Coastal is co-owned by the Denver-based founder of Native Roots and holds multiple licenses in California covering manufacturing, delivery, and retail operations. Meanwhile, many of the so-called legacy operators who blazed the trail for so-called legal weed in California cannot afford even one license.
A failing brand may not be enough to land someone on the unfuckwithable list, but when you look at the way in which those two lavishly spent other people’s money to enrich themselves while firing hundreds of employees, stringing out payments for countless distributors, facing allegations of workplace harassment, and literally making a mockery of regulated cannabis, it is remarkable that Coastal Dispensary would even let them in the front doors, let alone into their board room.
According to the report by MJBizDaily, however, it appears that both Bierman and Modlin have been actively working with Coastal for at least the past six months and that Bierman, in particular, appears to have been financially invested in the brand dating back even longer meaning he was possibly pulling the Pete Rose of pot, betting on alleged competitors.
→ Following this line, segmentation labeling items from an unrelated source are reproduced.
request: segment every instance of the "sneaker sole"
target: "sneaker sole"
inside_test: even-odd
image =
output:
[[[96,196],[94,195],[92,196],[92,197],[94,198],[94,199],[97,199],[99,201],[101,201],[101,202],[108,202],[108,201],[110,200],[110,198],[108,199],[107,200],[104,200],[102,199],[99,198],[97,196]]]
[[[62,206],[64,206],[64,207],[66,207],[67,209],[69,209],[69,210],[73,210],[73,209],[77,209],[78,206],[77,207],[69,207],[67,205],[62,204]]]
Again, not illegal, just sort of gross. The sort of thing that would have put some stink on your name in the good ol’ days.
MARKETING THE MEDMEN MODEL
Reports indicate that the two have been brought on by Coastal to help the brand expand and to make its retail experience emulate whatever the hell it was that they created at MedMen. This, of course, is to then be used as a real-world pitch deck for them to throw at every dispensary from coast-to-coast as their new service, which is a lot like their old service, except now it’s all your money, brand, and risk on the line.
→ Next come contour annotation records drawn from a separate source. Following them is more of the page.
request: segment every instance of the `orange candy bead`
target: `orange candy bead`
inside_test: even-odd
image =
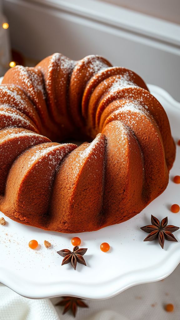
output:
[[[165,306],[165,310],[168,312],[172,312],[174,309],[174,305],[172,303],[168,303]]]
[[[110,245],[107,242],[103,242],[100,246],[100,249],[103,252],[107,252],[110,249]]]
[[[78,237],[74,237],[71,239],[71,243],[73,245],[80,245],[81,242],[81,240]]]
[[[38,245],[38,242],[36,240],[31,240],[29,242],[29,247],[31,249],[36,249]]]
[[[180,210],[180,207],[178,204],[173,204],[171,206],[171,210],[174,213],[177,213]]]
[[[180,183],[180,176],[175,176],[174,177],[173,181],[175,183]]]

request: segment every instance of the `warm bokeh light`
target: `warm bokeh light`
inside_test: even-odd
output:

Want to know the best way to staff an “Apple Store of Weed”? Act now and for just an extra $9.99 they’ll tell you how to lay them off, too!
Looking to lobby local lawmakers to ensure that nobody ever gets to grow their own cannabis at home, ensuring more profit for your dispensary? Adam and Andrew’s potential ‘Hell No to HomeGrow’ seminar might be just what you’re looking for.
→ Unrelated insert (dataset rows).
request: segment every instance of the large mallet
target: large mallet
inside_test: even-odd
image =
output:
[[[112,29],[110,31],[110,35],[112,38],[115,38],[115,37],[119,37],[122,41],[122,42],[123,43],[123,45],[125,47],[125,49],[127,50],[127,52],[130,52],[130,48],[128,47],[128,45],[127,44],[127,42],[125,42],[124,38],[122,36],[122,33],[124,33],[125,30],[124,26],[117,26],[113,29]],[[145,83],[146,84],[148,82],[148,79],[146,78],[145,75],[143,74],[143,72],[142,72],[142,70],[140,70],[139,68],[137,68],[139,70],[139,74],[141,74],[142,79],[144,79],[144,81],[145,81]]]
Ok, seriously though, who would bring these guys in, given their baggage in the cannabis culture and industry? Well, on their website Coastal claims to have 12 retail locations in California. According to the Bureau of Cannabis Control, they only have four retail licenses and two of them are for delivery only.
Perhaps they plan to parlay Bierman’s new biz model to open the rest someday… or pay a webdev to make their site read more accurately in the meantime.
The MJBizDaily piece quotes Jared Kiloh, president of the United Cannabis Business Association, who says that the two deserve a chance to make amends in the cannabis industry, saying, “We’re all looking to redefine ourselves in the current market. If Adam and Andrew find a way to redefine themselves and bring value to a new company, then more power to them… I think we should all allow people to adjust to a new market because it was chaos back in the day. It was the wild, wild west.”
Back in the day? 2018-now?
No man, “chaos back in the day” was CAMP raids in NorCal in the 80s and 90s and DEA doorkicks in SoCal throughout the new millennium… and for those that still have a passion for the plant but cannot afford to get licensed to compete with multi-state operators and “burn rates” of investor funds, that chaos still exists today due in no small part to the self-serving lobbying efforts made for years by people like Bierman and Modlin.
Cannabis isn’t cheap and it still isn’t legal. What are your dollars funding?